Room on the Roof

Hollanda merkezli iç mimarlık stüdyosu i29, sanatçılara dönemlik çalışma alanı olarak tasarladığı çatıdaki oda projesinde, bir yaşam alanında olması gereken minimum fonksiyonu dikey bir kurguda çözüyor.

i29 projeyi anlatıyor:

Room on the Roof/ Çatıdaki oda, Amsterdam’daki de Bijenkorf’un üstündeki küçük bir kulenin içine yerleştirildi. Tarihi şehir merkezinin kalbinde yer alan mekânın, de Bijenkorf’un Amsterdam’daki Rijksmuseum işbirliğiyle misafir ettiği Hollandalı ve yabancı sanatçıların çalışmaları için kullanılması planlandı. Çatı odası sanatçıların; şiir, performans, dans, müzik, fotoğraf ve film gibi pek çok farklı alanda çalışmaları için kurgulandı.

Çatıdaki Odaya misafirler için panoramik manzarayı izleyebilecekleri bir teleskop, rüya görmeleri için de bir yatak yerleştirildi. Çatıdaki odada geçirilen zaman sonunda oluşacak ürünlerin halkla paylaşılması planlandı.

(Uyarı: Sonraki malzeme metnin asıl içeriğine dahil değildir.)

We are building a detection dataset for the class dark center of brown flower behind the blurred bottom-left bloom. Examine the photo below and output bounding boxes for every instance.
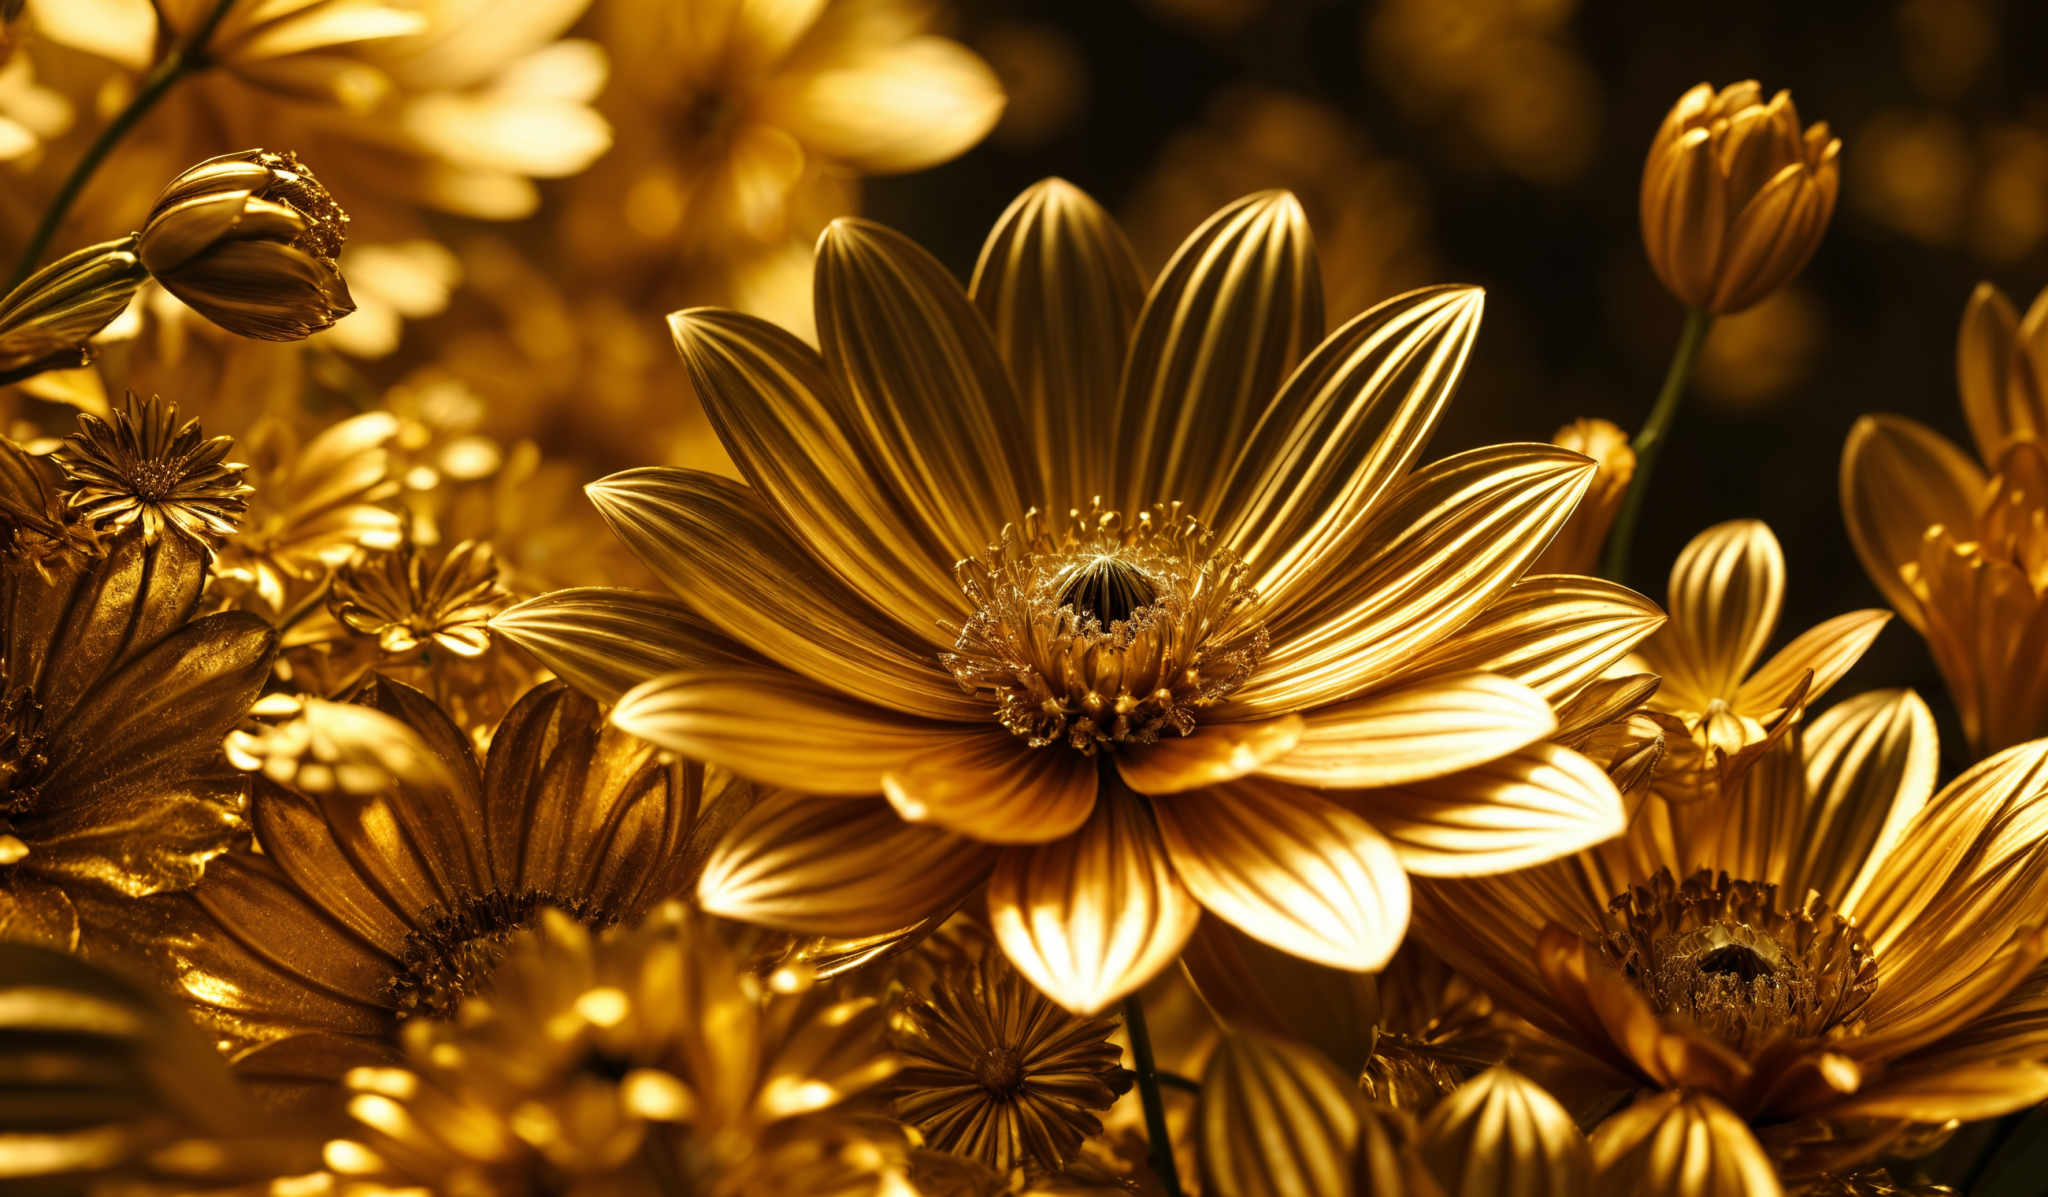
[383,890,612,1019]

Sanatçılar için çalışabilecekleri özel bir alan yaratılmak istendi. Bunun için bir mimari yerleştirme gibi kurgulanan projede iki dünya tek bir mekânda bir araya getirilmeye çalışıldı. Alice Harikalar Diyarı kitabında olduğu gibi ölçekle ve algıyla oynayarak bambaşka bir dünya yaratılmak istendi.

Mekanın bir tarafına ahşaptan bir modül yerleştirilirken diğer tarafı bütünüyle beyaz bir alan olarak bırakıldı. Ahşap bölüme bir mutfakçık, depolama alanı, çalışma masası ve çekyat yerleştirildi. Üst üste yerleştirilen bu fonksiyonların bütünü tek bir mobilya gibi çalıştı ve kulenin farklı seviyelerde deneyimlenmesini sağladı. Dar merdivenler yardımıyla modülün içinde yukarı aşağı dolaşım sağlandı.

Mekândaki teleskop, koltuk, lamba gibi tüm aksesuarlar ise ahşap bölümden ayrışacak şekilde beyaz seçildi. Yapıda cupola*ya giden spiral merdivenler ise restore edildi ve mekâna bir peri masalı havası kattı.

*Binaların tepesinde bulunan küçük, çoğunlukla kubbeli strüktür. Dışarıyı gözlemek ve/veya üzerine oturduğu çatıya hava ve ışık alabilmek için kullanılır.